Yvette Wroby writes, cartoons, paints through life and gets most pleasure when it's about football, and more specifically the Saints. Believes in following dreams and having a go.

Comments

  1. Drink it in, Yvette. Despite the conditions, it was a great day and an even greater day to be more bulldog. Unfortunately zero from two for my Lions now, but they’ll be back!

  2. John Butler says

    Yvette, it sure did piss down.

    Many thanks for securing a dry spot in the stand.

    But the teams gave us a real contest, befitting a grand final.

    Commiserations to Brisbane. Two close GF losses will be hard to stomach for such a competitive team.

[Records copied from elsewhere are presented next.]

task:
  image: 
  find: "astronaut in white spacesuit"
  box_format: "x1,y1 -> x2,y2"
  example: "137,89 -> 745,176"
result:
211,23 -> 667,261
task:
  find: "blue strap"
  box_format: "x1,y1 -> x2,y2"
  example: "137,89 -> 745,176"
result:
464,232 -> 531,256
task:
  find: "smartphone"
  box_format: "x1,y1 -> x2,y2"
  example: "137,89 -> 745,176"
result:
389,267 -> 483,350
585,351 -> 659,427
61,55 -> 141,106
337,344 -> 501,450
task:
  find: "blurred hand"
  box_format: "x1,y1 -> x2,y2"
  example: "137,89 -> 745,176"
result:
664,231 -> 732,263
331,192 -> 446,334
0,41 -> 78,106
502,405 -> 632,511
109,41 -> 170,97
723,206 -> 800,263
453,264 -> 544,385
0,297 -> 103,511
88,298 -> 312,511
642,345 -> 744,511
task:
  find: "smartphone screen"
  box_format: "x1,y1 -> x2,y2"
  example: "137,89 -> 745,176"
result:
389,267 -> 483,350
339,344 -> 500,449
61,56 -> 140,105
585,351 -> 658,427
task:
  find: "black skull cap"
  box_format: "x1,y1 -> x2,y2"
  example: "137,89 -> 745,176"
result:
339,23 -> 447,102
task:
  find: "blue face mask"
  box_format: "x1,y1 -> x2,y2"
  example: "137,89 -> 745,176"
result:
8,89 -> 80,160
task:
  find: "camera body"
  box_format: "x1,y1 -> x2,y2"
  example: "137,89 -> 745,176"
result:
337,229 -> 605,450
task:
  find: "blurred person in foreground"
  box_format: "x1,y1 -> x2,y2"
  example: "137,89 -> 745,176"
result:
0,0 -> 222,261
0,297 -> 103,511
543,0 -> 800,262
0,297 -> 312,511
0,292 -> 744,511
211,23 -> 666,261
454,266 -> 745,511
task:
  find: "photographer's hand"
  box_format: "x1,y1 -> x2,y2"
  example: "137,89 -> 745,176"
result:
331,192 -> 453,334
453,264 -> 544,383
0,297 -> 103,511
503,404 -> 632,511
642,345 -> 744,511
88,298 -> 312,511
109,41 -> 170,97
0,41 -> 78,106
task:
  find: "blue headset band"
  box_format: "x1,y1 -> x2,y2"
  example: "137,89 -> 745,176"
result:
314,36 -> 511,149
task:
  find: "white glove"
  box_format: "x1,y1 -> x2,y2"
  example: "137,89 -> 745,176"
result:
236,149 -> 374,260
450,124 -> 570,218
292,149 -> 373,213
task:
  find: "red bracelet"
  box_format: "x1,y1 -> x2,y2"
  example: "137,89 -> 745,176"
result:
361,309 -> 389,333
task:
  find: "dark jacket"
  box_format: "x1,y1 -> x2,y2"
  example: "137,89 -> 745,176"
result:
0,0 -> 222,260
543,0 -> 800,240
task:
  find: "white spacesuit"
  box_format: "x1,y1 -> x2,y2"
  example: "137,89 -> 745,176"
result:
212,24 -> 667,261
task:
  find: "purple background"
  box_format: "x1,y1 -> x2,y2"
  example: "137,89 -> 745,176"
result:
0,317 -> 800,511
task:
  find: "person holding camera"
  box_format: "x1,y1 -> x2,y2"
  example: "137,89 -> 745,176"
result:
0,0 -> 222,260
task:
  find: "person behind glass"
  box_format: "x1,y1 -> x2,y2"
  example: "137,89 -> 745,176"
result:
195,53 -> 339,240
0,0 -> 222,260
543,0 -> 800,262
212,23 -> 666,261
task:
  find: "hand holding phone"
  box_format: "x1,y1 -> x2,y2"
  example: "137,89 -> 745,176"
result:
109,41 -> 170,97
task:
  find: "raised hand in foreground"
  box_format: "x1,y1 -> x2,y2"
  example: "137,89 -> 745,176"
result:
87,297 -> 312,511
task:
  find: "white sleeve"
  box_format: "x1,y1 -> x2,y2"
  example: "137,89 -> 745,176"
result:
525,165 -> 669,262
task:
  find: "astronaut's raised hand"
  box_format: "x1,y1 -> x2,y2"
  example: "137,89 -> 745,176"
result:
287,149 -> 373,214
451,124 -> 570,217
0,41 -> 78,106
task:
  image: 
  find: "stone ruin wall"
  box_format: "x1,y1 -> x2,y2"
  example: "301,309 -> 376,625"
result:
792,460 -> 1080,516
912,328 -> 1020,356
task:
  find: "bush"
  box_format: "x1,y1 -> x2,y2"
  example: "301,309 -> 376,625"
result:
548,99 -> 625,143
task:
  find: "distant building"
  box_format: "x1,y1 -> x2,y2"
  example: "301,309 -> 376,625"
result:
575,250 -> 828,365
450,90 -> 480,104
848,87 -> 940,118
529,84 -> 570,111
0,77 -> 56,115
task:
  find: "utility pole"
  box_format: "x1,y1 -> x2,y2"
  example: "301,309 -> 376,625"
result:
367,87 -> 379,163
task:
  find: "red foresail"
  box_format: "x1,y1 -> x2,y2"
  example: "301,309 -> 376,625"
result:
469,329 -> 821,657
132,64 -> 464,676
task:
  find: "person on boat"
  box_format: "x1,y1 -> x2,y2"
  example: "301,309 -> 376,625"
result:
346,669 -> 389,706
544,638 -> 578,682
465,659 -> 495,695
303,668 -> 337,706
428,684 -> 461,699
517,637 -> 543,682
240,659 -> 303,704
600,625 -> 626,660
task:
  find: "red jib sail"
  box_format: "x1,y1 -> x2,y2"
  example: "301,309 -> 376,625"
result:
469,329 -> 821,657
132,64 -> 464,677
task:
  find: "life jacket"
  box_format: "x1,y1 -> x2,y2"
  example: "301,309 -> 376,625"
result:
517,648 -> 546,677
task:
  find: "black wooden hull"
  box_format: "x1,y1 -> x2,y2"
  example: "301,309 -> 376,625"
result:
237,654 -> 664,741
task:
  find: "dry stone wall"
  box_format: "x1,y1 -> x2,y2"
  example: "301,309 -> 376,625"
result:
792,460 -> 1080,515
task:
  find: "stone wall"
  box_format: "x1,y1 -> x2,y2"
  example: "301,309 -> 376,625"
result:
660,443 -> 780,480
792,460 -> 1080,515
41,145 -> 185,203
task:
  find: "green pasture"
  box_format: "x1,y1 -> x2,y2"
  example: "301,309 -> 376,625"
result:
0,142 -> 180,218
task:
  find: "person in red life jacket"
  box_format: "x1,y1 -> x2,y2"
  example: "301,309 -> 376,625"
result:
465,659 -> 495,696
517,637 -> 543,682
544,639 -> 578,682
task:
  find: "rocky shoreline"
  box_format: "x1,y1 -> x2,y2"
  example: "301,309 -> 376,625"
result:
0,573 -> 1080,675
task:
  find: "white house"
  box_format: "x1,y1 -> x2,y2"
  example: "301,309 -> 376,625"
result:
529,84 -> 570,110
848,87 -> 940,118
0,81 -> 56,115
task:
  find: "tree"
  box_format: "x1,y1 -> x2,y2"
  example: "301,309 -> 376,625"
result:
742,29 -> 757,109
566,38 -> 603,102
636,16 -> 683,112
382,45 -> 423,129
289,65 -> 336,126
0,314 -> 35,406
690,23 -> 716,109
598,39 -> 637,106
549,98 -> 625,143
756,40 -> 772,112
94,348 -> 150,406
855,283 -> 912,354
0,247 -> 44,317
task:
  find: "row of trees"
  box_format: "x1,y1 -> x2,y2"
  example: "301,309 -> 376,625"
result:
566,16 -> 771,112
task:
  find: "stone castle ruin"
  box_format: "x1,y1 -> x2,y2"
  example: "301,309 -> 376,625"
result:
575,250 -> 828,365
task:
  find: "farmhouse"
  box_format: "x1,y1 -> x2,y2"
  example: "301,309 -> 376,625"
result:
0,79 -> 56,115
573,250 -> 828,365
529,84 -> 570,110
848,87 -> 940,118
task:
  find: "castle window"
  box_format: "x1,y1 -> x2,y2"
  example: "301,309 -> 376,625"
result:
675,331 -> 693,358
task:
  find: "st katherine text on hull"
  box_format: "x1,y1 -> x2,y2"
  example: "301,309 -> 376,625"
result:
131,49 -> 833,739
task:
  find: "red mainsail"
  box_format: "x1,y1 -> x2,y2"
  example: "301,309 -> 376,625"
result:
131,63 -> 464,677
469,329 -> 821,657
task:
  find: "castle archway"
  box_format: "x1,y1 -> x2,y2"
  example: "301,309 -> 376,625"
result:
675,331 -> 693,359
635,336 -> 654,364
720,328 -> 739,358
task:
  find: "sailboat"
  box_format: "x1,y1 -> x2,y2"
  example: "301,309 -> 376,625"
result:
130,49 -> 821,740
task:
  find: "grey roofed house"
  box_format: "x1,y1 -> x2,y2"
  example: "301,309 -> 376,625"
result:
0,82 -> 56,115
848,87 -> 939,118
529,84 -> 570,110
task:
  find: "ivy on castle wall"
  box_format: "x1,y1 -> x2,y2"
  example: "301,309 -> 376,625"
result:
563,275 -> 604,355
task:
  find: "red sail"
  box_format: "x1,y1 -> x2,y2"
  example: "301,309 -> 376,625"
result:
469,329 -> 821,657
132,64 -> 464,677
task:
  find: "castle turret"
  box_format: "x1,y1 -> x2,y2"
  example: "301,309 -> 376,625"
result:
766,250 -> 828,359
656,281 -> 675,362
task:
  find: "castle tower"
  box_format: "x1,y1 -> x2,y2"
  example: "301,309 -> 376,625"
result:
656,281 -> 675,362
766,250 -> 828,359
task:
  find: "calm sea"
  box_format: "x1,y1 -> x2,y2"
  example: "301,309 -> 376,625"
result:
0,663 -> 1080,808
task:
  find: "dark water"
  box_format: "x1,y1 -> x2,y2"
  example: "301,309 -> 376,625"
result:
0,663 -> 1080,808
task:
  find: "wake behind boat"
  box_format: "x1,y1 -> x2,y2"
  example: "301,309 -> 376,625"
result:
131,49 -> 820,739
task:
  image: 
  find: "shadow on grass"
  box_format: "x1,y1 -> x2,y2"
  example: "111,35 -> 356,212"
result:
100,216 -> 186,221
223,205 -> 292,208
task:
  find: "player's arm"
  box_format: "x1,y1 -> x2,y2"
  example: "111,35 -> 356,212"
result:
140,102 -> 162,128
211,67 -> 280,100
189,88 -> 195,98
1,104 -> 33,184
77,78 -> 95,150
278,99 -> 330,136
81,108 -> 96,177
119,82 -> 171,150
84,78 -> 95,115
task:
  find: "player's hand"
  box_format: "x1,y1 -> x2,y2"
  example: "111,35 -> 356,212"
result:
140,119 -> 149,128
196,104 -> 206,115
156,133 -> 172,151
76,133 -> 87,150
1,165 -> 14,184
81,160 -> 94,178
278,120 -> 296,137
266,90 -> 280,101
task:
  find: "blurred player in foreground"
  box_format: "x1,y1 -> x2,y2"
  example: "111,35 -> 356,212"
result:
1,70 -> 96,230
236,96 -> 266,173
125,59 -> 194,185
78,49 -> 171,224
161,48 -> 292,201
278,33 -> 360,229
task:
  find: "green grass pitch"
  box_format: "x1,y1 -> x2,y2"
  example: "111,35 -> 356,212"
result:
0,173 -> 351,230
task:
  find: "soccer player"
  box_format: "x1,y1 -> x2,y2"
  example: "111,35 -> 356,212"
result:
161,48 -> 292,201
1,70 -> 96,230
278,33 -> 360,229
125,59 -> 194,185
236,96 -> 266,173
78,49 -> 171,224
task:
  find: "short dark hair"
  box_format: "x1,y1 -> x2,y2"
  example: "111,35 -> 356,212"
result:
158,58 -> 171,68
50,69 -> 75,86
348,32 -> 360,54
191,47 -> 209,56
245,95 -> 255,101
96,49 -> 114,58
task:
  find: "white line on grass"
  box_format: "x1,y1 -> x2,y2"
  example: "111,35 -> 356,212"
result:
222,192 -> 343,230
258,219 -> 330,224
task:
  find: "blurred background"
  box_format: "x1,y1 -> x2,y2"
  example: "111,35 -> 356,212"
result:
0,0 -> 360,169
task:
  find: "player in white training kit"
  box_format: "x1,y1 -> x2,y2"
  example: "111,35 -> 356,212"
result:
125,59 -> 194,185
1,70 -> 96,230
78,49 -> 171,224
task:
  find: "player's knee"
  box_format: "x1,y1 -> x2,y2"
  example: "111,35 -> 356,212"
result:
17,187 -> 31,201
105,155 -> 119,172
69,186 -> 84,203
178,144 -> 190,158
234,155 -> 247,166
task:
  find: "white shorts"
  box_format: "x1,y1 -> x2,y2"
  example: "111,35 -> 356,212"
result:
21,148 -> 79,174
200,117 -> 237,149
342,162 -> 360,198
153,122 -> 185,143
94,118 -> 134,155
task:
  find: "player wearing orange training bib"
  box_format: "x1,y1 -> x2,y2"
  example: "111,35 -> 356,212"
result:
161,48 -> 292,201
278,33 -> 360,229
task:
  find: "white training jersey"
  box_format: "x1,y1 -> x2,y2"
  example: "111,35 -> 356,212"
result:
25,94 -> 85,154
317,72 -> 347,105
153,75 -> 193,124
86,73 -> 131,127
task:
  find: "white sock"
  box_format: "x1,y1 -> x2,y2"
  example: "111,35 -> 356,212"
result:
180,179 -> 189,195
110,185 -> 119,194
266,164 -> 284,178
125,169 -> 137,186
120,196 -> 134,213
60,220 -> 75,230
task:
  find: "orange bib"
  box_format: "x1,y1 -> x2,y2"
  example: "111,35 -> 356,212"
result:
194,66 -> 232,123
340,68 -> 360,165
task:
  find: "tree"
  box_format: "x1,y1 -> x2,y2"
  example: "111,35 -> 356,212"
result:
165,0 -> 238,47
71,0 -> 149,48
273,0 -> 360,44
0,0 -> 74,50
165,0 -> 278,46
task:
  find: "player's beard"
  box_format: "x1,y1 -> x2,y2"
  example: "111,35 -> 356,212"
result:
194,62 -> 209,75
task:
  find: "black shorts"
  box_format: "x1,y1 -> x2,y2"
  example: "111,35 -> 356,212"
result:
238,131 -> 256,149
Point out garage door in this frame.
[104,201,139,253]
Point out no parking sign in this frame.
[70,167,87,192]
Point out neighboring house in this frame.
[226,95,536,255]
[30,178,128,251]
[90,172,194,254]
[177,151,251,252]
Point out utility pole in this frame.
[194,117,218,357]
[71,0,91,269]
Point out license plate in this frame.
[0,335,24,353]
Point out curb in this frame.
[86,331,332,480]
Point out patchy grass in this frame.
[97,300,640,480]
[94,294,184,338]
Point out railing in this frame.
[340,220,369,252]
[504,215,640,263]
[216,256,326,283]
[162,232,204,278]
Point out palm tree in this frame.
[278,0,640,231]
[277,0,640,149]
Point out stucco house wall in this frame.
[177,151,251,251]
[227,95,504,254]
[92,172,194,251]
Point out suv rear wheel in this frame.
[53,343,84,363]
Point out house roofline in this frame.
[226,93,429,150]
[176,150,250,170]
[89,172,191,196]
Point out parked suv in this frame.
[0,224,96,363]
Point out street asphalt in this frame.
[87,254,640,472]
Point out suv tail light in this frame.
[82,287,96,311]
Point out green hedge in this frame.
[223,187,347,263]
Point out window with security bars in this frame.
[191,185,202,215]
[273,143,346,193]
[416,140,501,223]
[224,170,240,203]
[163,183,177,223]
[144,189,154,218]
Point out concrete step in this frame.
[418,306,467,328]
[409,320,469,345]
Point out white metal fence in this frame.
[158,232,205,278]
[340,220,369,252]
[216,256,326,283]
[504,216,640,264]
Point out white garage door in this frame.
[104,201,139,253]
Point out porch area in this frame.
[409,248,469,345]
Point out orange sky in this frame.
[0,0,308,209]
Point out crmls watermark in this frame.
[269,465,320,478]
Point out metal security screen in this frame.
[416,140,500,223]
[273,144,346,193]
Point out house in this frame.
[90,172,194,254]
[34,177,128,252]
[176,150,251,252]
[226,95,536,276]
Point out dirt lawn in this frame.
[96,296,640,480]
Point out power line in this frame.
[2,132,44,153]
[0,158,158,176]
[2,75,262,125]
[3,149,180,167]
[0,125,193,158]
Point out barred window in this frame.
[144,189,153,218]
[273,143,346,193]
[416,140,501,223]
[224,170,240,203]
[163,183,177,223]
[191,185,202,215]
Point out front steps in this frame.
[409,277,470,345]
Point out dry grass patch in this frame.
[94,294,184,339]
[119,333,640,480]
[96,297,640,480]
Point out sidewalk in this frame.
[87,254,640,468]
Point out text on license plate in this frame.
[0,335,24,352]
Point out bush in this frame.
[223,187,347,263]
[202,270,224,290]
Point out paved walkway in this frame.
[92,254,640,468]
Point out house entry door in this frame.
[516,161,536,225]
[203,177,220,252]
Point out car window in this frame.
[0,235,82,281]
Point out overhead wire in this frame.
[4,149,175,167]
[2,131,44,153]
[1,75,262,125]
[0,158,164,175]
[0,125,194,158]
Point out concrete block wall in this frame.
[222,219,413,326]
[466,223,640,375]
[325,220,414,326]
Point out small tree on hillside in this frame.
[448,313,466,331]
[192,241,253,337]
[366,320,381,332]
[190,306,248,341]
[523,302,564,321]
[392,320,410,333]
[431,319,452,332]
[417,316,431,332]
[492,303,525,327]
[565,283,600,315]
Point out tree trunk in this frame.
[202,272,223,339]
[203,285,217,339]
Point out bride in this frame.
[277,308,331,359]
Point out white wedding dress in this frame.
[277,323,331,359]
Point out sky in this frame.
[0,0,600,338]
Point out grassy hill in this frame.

    And now the questions about next season begin.

  3. Kasey Symons says

    Great write up Yvette, hopefully it’s onwards and upwards for AFLW after you deliver your suggestions! Was a great season but so many missed opportunities and things the AFL could have done to really make it shine. Fingers crossed 2019 is a big step forward!

  4. Rick Kane says

    Love it Yvette! You are the AFLW! And the Almanac correspondent bare none. Yes there are plenty of us and yes Kasey and John have done a ripper of a job but your voice echos through the grounds and the hearts and all the words that have been spoken about this truly exciting revolution. Wet feet and all! The first four and a half paragraphs of this report should be read aloud before every damned AFL Board meeting. Great report!